Paul
Goble
Staunton, December 26 – Vsevolod
Chaplin, a close aide to Moscow Patriarch Kirill, says that Russians “stopped
Hitler’s project [and] we will stop the American one” now, an equation that
speaks volumes about the ways in which the Russian Orthodox Church is whipping
up the kind of xenophobia that will require a great deal of time to overcome.
In a 5,000-word interview with a
Tatarstan business paper, Chaplin, who oversees the patriarchte’s policies on the
church’s relations with society, said that Russia has often had to fight
civilizational models which threaten its own, including not only Napoleon’s but
Hitler’s (http://www.business-gazeta.ru/article/122025/).
Today,
the patriarchate official continued, “we will stop the American project as
well! This is a civilization of usury, a cult of the principle of ‘money makes
money,’ and the triumph of egoism as the supposedly optimal model of human
existence.” For Russians, convictions and faith must be “more important than
profit.”
“Christian
civilization and the civilization of usury are mutually exclusive things:
either one or the other,” Chaplin argued. When usury was “relegitimized,
Christian civilization began step by step to yield the historic scene. And on
the contrary, when Christian civilization developed independently, freely and
integrally, usury disappeared.”
“Usury
is a sin,” and “we must today say to ourselves and to the surrounding world
that we can live without this sin, we can articulate such economic systems
which would be an attempt to return Christian civilization to economics. A
large number of people will be against this, in the first instance, the major
world banks … [and] many banks.”
That
means that Russia and Russians must stand up to “present-day Western
civilization, which is not the real West which also created Christianity.”
Rather it is “the civilization of a narrow elite” which is tyring to take
control of its own populations and then of everyone else’s. This must not happen.
Russians
and others must recognize that this is what is at stake, that they face an
alternative and unacceptable form of civilization, one just as alien as they
faced in 1941. And just as they stopped the Nazi tank columns then, they must
stop the “ideological ‘tank columns’” now on the attack.
Three
things need to be kept in mind about Chaplin’s remarks. First, he is a
popularizer or even vulgarizer of the ideas of others, notorious for saying
things in the most simplistic way in order to attract the largest amount of
attention and support.

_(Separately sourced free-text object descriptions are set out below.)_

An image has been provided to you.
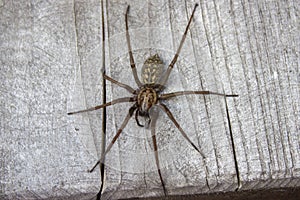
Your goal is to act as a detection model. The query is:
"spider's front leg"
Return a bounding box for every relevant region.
[67,97,135,115]
[125,5,142,87]
[158,4,199,88]
[159,91,238,100]
[103,74,136,94]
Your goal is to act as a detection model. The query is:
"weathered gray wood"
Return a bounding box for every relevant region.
[0,0,299,199]
[228,0,300,190]
[0,0,100,199]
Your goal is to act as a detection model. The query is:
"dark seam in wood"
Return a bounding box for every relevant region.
[97,0,107,199]
[225,98,241,190]
[212,0,241,190]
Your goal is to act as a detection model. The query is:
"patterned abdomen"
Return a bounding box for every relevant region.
[141,54,164,84]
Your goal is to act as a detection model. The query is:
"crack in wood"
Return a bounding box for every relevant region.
[225,98,241,191]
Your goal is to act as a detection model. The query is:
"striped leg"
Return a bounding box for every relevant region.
[159,4,198,87]
[150,109,167,195]
[125,6,142,87]
[67,97,135,115]
[159,90,238,100]
[89,104,137,172]
[104,74,136,94]
[157,103,205,159]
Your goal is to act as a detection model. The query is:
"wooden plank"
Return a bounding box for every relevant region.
[228,0,300,190]
[99,0,237,198]
[1,0,299,199]
[0,0,100,199]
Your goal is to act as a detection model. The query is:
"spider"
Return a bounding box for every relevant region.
[68,3,238,197]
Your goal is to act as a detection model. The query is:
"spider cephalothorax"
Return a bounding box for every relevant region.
[135,81,166,127]
[135,86,158,127]
[68,3,238,198]
[137,87,157,112]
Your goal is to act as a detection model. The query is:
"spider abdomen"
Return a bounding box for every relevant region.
[141,54,164,84]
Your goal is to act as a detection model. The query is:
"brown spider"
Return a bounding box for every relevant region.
[68,3,238,196]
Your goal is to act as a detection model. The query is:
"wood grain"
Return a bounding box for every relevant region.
[0,0,299,199]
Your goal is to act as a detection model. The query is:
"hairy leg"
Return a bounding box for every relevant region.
[150,109,167,195]
[159,4,198,88]
[125,6,142,87]
[89,104,137,172]
[104,74,135,94]
[157,103,205,159]
[67,97,135,115]
[160,90,238,100]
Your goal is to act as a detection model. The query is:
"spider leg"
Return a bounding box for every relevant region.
[67,97,135,115]
[150,109,167,196]
[135,109,144,127]
[160,91,238,100]
[104,74,136,94]
[156,103,205,159]
[89,104,137,173]
[159,4,198,88]
[125,5,142,87]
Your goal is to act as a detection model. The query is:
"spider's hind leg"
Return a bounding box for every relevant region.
[88,104,137,173]
[157,103,205,159]
[150,109,167,196]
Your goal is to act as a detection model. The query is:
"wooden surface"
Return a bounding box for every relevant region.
[0,0,299,199]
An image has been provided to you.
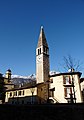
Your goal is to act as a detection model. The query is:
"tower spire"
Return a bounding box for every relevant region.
[36,26,50,84]
[37,26,48,48]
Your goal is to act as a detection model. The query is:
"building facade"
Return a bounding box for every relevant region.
[5,86,37,104]
[80,78,84,102]
[49,72,83,103]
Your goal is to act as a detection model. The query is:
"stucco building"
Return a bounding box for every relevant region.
[49,71,82,103]
[5,86,37,104]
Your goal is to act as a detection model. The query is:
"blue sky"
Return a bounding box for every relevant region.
[0,0,84,76]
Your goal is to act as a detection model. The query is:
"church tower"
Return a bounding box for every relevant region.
[36,26,50,84]
[5,69,11,82]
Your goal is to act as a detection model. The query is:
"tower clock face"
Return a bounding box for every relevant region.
[37,55,42,63]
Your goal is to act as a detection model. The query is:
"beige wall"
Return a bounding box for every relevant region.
[50,76,67,103]
[5,87,37,104]
[80,80,84,102]
[49,74,82,103]
[73,75,83,102]
[81,81,84,91]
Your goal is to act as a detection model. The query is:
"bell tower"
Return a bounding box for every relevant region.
[36,26,50,84]
[5,69,11,82]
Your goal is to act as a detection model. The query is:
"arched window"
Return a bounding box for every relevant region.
[23,90,24,95]
[38,49,39,55]
[43,47,46,52]
[40,48,41,54]
[18,91,21,96]
[10,92,12,97]
[38,48,41,55]
[43,46,48,54]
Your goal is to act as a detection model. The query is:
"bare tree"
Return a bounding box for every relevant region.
[63,55,82,72]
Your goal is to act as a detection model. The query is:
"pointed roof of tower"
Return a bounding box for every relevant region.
[37,26,48,48]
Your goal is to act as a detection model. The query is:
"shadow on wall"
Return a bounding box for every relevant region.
[7,95,38,104]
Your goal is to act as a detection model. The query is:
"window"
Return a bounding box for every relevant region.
[64,87,72,98]
[18,90,24,96]
[43,47,45,52]
[49,88,55,97]
[10,92,12,97]
[18,91,21,96]
[63,76,71,84]
[38,48,41,55]
[14,91,17,96]
[50,79,53,83]
[21,90,24,95]
[40,48,41,54]
[49,91,54,97]
[38,49,40,55]
[23,90,24,95]
[43,47,48,54]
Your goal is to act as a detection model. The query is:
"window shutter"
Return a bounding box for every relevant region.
[63,76,66,84]
[64,88,67,97]
[70,88,72,94]
[50,78,53,83]
[69,76,71,84]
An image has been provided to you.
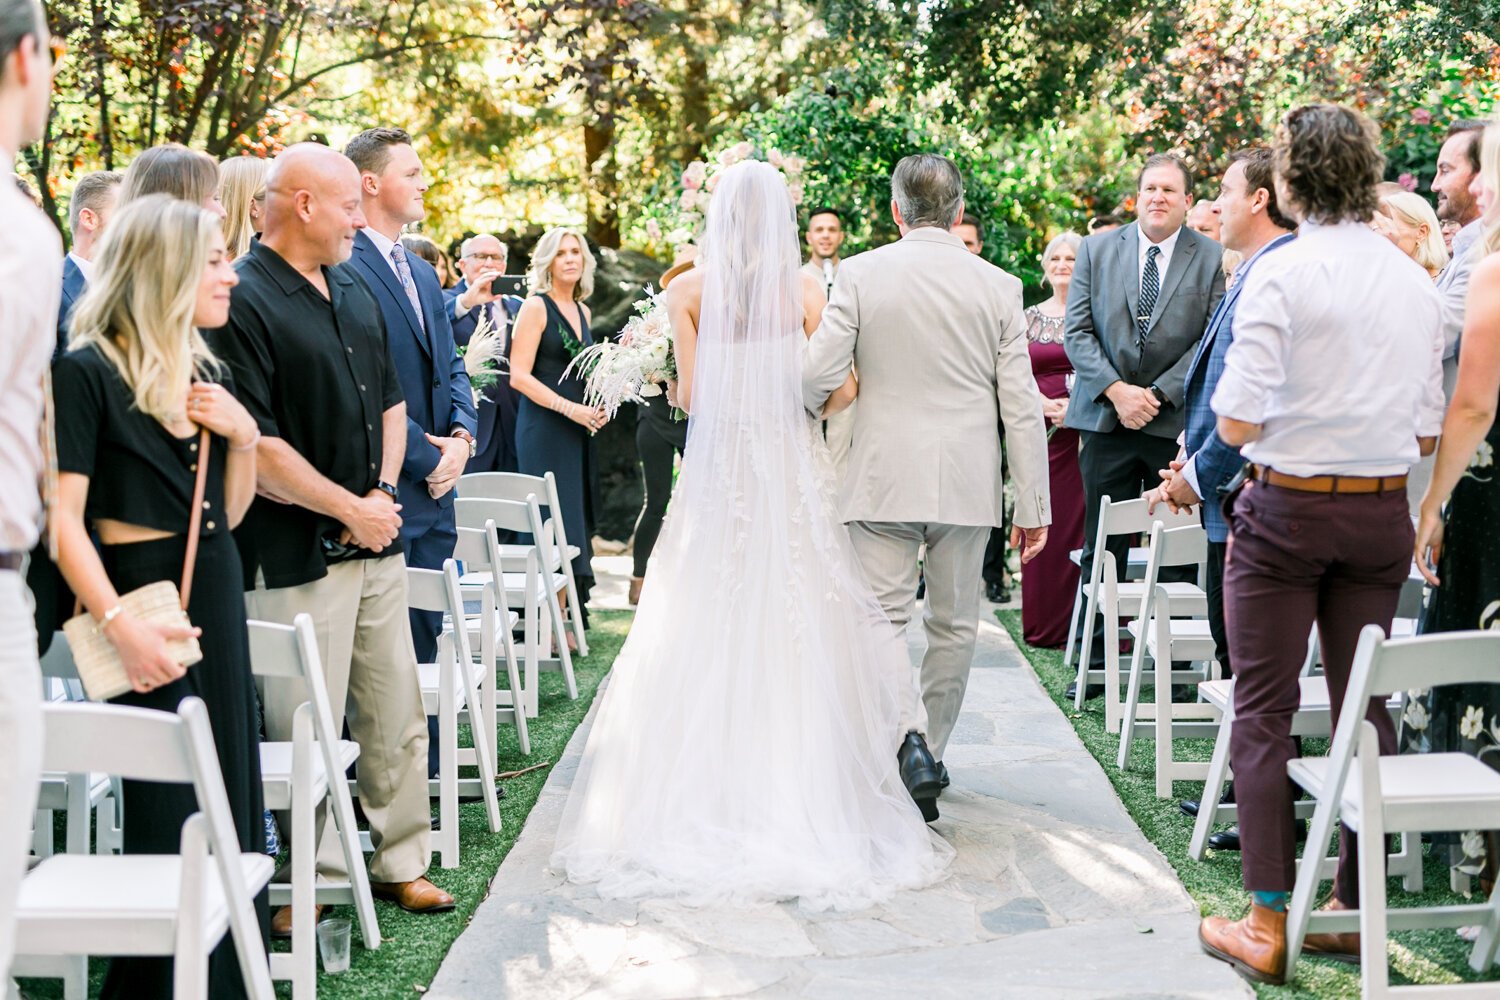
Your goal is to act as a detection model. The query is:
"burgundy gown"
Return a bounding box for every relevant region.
[1020,307,1085,648]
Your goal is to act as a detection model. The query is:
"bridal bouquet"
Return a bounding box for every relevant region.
[564,288,683,419]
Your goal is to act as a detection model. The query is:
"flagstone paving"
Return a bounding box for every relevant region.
[429,561,1251,999]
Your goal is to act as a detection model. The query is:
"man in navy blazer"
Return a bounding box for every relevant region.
[56,169,120,356]
[445,234,524,474]
[344,128,477,673]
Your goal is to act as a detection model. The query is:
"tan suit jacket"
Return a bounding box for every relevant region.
[803,227,1051,529]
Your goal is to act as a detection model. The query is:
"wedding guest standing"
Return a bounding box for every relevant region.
[1198,104,1446,984]
[54,195,268,999]
[802,208,855,478]
[345,127,476,678]
[1411,118,1500,890]
[1187,200,1223,242]
[58,170,121,352]
[1149,147,1296,840]
[1021,232,1085,648]
[219,155,268,260]
[119,142,227,219]
[0,3,59,986]
[1434,120,1487,370]
[1062,153,1224,699]
[447,234,524,474]
[509,227,607,627]
[1374,189,1448,279]
[212,143,448,932]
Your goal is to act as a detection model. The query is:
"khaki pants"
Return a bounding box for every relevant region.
[246,554,431,884]
[846,521,989,760]
[0,572,42,991]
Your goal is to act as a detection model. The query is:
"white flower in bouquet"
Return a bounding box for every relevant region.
[459,310,507,406]
[564,288,679,419]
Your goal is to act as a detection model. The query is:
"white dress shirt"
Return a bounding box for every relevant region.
[66,251,93,282]
[1138,225,1181,284]
[1211,221,1446,478]
[363,226,403,281]
[1,166,63,553]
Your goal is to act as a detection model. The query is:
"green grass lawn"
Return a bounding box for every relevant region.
[995,608,1499,998]
[18,610,631,1000]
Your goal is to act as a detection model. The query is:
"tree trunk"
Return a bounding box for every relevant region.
[584,116,619,247]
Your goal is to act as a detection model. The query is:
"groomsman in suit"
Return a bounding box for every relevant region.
[446,234,524,474]
[1148,147,1295,842]
[57,169,120,354]
[802,207,856,478]
[1062,153,1225,697]
[344,127,477,676]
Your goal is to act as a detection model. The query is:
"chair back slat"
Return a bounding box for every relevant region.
[245,619,302,680]
[1365,628,1500,697]
[453,526,490,568]
[1099,496,1201,535]
[1156,522,1208,567]
[457,472,550,513]
[407,565,449,614]
[455,496,535,535]
[41,701,196,785]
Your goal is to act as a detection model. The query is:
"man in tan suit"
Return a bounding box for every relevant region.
[803,153,1051,822]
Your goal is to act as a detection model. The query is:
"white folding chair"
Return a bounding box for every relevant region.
[1115,522,1217,794]
[1285,628,1500,994]
[33,633,122,864]
[1072,496,1201,732]
[458,470,589,656]
[452,524,530,757]
[248,615,380,997]
[454,494,579,717]
[13,699,275,1000]
[408,560,503,868]
[1064,544,1150,669]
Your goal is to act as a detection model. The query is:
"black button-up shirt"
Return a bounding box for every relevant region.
[210,240,404,589]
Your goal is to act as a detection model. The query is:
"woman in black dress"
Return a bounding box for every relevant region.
[1411,130,1500,891]
[509,228,608,634]
[51,195,267,999]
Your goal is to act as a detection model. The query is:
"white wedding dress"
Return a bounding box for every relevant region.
[550,161,951,910]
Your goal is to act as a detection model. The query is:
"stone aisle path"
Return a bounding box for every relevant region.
[429,559,1251,999]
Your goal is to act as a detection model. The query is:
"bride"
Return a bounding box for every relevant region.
[550,160,952,910]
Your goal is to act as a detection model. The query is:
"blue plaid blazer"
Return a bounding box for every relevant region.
[1182,232,1296,542]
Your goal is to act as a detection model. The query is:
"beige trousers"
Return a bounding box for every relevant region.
[846,521,989,760]
[246,554,431,884]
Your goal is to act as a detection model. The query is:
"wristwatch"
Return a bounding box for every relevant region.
[453,428,477,459]
[1149,384,1169,407]
[375,480,399,502]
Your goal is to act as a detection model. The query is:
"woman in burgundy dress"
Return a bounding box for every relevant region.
[1021,232,1086,647]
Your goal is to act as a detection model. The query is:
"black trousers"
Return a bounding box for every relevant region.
[633,414,683,579]
[982,449,1012,588]
[1206,539,1232,677]
[1077,426,1193,669]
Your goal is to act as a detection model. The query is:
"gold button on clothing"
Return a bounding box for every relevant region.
[202,501,211,510]
[189,463,197,472]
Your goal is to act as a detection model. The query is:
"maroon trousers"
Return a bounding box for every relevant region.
[1224,480,1411,900]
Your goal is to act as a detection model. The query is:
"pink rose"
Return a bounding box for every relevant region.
[1411,108,1432,125]
[679,189,700,211]
[767,149,786,168]
[1398,172,1418,192]
[682,161,707,190]
[733,141,754,159]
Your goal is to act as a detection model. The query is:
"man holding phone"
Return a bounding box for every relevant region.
[448,234,525,473]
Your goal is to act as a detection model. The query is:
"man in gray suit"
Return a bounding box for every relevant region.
[1063,153,1225,694]
[805,154,1051,822]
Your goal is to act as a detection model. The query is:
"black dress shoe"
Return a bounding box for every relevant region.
[1208,821,1306,852]
[916,796,939,823]
[1181,799,1201,818]
[898,732,943,805]
[938,761,950,789]
[985,581,1010,603]
[1064,680,1104,701]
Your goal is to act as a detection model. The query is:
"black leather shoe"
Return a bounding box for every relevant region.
[898,732,943,803]
[916,795,939,823]
[1208,821,1306,853]
[985,581,1010,603]
[1064,681,1104,701]
[938,761,950,789]
[1181,799,1201,818]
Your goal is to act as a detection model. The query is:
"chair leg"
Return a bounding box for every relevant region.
[457,634,503,835]
[1286,780,1344,974]
[501,622,531,757]
[560,563,589,658]
[329,759,380,949]
[524,591,540,718]
[1358,817,1391,996]
[1063,586,1082,671]
[544,582,579,701]
[31,807,54,859]
[1103,603,1123,734]
[438,654,460,868]
[1074,586,1099,711]
[1468,872,1500,972]
[1190,716,1233,860]
[1116,633,1149,770]
[291,754,316,999]
[64,774,90,855]
[63,957,87,1000]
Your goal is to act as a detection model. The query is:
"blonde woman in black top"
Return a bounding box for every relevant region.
[52,194,267,999]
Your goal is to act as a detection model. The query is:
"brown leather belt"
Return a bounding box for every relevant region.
[0,551,22,572]
[1250,464,1407,495]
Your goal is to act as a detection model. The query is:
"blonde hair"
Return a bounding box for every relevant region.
[528,227,596,301]
[68,194,224,424]
[120,143,220,209]
[219,155,269,260]
[1480,118,1500,257]
[1378,190,1449,273]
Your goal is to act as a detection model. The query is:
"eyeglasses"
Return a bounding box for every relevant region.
[464,252,506,263]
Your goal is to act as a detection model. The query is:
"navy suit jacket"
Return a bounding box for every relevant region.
[1181,232,1295,542]
[445,280,523,474]
[57,255,86,359]
[348,230,477,539]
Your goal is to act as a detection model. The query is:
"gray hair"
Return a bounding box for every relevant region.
[0,0,43,68]
[891,153,964,229]
[461,234,508,260]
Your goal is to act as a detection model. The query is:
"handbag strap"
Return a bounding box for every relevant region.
[177,426,212,609]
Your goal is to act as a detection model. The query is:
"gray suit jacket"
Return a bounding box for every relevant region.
[802,227,1051,529]
[1062,222,1225,440]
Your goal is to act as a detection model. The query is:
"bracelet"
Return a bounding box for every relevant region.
[97,604,124,632]
[229,430,261,453]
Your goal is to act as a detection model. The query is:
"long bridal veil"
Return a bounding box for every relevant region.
[550,160,951,910]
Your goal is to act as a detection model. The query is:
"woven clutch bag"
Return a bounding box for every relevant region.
[63,580,204,700]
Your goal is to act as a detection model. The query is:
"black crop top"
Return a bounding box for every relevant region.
[52,344,231,538]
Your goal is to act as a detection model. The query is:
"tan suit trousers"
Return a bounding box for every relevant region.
[846,521,989,760]
[246,554,431,884]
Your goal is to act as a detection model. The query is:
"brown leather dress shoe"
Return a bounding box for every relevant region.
[1199,904,1287,985]
[270,903,325,939]
[1302,897,1360,964]
[369,876,455,913]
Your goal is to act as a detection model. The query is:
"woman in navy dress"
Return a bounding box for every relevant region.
[509,228,608,631]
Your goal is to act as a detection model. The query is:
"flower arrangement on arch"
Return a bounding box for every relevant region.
[640,141,808,256]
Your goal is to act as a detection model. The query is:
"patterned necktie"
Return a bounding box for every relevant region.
[1138,244,1161,345]
[389,241,426,332]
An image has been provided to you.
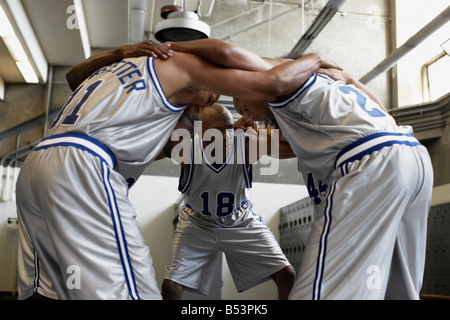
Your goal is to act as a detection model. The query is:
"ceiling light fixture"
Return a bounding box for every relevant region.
[154,1,210,42]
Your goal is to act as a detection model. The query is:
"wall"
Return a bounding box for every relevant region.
[205,0,392,107]
[0,200,18,294]
[0,67,72,159]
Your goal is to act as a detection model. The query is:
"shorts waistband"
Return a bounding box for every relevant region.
[335,132,421,168]
[34,133,116,168]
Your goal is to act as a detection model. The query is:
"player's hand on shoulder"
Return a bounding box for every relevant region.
[318,67,352,83]
[312,53,342,71]
[120,40,173,60]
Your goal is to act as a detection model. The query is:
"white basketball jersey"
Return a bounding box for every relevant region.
[178,133,252,219]
[48,56,187,186]
[268,73,412,182]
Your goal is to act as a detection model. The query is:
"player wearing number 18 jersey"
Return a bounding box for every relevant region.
[163,105,295,299]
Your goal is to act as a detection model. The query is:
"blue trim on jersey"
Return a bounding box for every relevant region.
[237,133,252,188]
[178,138,195,193]
[34,133,116,168]
[242,164,252,189]
[335,132,421,169]
[202,139,234,173]
[147,57,188,113]
[268,73,317,109]
[316,73,334,83]
[312,179,335,300]
[101,162,140,300]
[33,249,40,294]
[241,200,261,222]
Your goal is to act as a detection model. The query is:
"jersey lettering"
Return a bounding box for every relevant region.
[62,80,103,125]
[338,85,385,118]
[306,172,327,206]
[200,191,235,217]
[88,60,147,94]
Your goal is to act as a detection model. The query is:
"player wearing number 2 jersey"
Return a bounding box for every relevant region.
[16,39,337,300]
[234,67,433,300]
[162,104,295,299]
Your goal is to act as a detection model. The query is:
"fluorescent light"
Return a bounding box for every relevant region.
[16,61,39,83]
[0,5,15,37]
[3,36,28,61]
[74,0,91,58]
[0,1,46,83]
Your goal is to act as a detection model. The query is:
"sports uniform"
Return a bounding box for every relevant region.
[16,56,188,300]
[165,133,291,295]
[269,73,433,299]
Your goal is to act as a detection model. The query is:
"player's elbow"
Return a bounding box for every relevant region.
[214,41,246,69]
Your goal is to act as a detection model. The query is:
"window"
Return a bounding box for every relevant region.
[423,44,450,101]
[395,0,450,107]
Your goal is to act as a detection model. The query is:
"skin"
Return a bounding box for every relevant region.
[66,39,341,114]
[233,67,387,122]
[166,39,386,121]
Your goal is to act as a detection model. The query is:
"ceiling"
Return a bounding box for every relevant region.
[0,0,325,84]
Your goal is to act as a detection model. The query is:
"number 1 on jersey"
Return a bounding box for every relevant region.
[62,80,103,125]
[51,80,104,128]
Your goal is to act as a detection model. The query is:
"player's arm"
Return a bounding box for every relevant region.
[317,68,387,112]
[234,118,295,165]
[66,40,172,91]
[168,38,272,71]
[170,51,340,102]
[253,129,295,162]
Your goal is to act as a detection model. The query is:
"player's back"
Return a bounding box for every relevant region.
[48,56,187,185]
[269,73,412,182]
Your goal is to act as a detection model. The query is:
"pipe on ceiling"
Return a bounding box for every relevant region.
[287,0,347,59]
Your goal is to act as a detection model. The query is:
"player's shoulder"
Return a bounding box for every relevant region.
[153,51,203,75]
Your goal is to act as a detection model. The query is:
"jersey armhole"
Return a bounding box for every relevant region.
[237,133,252,188]
[146,57,188,113]
[178,138,195,193]
[268,72,317,109]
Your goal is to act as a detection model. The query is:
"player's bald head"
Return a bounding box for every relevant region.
[200,103,234,132]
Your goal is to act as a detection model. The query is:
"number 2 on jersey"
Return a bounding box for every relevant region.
[51,80,103,128]
[338,85,385,118]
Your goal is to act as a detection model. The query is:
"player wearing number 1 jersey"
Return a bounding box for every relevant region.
[162,104,295,299]
[234,67,434,300]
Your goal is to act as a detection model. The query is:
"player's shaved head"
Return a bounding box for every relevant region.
[200,103,234,133]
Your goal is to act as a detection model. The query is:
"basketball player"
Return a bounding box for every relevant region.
[16,39,338,300]
[234,69,434,300]
[162,104,296,300]
[169,39,434,300]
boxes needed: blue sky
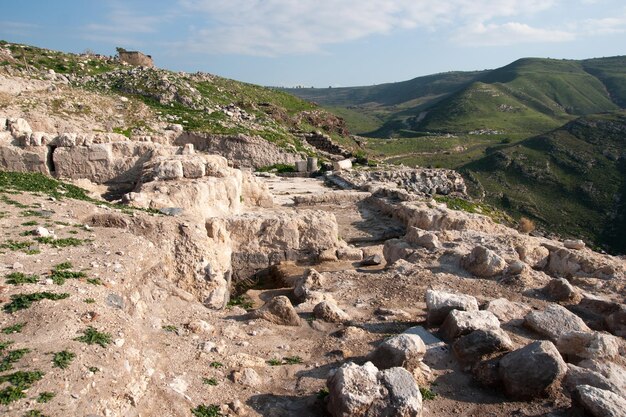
[1,0,625,87]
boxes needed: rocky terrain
[0,42,625,417]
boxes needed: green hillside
[462,111,626,253]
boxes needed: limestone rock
[405,227,440,251]
[361,254,383,266]
[485,298,531,323]
[605,305,626,337]
[187,320,214,334]
[516,244,549,269]
[439,309,501,341]
[461,246,507,278]
[332,159,352,171]
[578,359,626,394]
[293,269,326,301]
[564,239,585,250]
[425,289,479,325]
[231,368,262,388]
[313,300,350,323]
[367,333,426,371]
[326,362,422,417]
[543,278,581,302]
[524,304,590,342]
[452,329,514,364]
[499,341,567,399]
[505,260,526,275]
[250,296,301,326]
[563,364,621,395]
[575,385,626,417]
[556,331,619,361]
[153,160,184,180]
[337,246,363,261]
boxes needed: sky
[1,0,625,87]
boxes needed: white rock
[564,239,585,250]
[425,289,479,325]
[439,309,500,341]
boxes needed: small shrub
[88,366,99,373]
[55,262,73,270]
[267,359,282,366]
[0,370,44,388]
[37,391,56,403]
[209,361,223,369]
[2,323,26,334]
[52,350,75,369]
[518,217,536,234]
[191,404,222,417]
[74,327,112,348]
[50,264,86,285]
[21,221,38,226]
[226,295,253,309]
[83,298,96,304]
[6,272,39,285]
[4,292,70,313]
[420,386,437,401]
[283,356,303,365]
[86,278,102,285]
[0,349,31,372]
[202,377,218,386]
[35,237,83,248]
[24,409,47,417]
[162,325,178,333]
[0,385,25,405]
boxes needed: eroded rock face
[250,296,301,326]
[524,304,591,342]
[326,362,423,417]
[461,246,507,278]
[425,290,479,325]
[575,385,626,417]
[499,341,567,399]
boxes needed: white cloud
[580,15,626,35]
[454,22,575,46]
[176,0,563,55]
[0,21,39,37]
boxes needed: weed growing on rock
[6,272,39,285]
[4,292,70,313]
[37,391,55,403]
[2,323,26,334]
[74,327,112,348]
[52,350,75,369]
[191,404,222,417]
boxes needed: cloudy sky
[2,0,625,86]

What he is saying undoubtedly reflects thinking in the
Patriarchate and the Kremlin, but such thinking is likely more sophisticated
than he is presenting it here.
Second,
as some reports about his remarks have failed to note, Chaplin devoted less
than 20 percent of his interview to this issue. Most of his comments to the
Kazan newspaper were about the state of relations between Orthodoxy and Islam
and between Russians and Muslims in the Russian Federation. His comments on the
East-West divide are certainly the most dramatic but they may not even have
been his focus.
And
third, his comments about usury are both especially worrisome and entirely
explicable in the context of Chaplin’s efforts to reach out to Muslims. On the one hand, references to usury have
long been a theme in anti-Semitic discourse, with those who hate Jews
explaining it by reference to the supposed links between Jews and banks.
Chaplin
did not make that link here, but it would certainly be one that some of his
audience in Russia as a whole if not in Tatarstan itself. As such, his attacks
on the West fit squarely within an old and ugly tradition of anti-Semitism in
Russia and unfortunately in some parts of the Russian church.
And
on the other hand, Chaplin may simply have been focusing on the question of
usury as a means of reaching out to Muslims whose faith categorically forbids
lending money at interest. By casting
the civilizational issue in terms of that activity alone, the Orthodox activist
may simply have wanted to give Muslims in Russia a compelling reason to line up
with the Orthodox.
But
however that may be, Chaplin and his colleagues in the Orthodox Church are
playing with fire by talking in this way. Indeed, it is entirely possible that
their words will ignite a conflagration where they do not expect it. At the
very least, they will make it more difficult for Russia to modernize and to
cooperate with the rest of the world.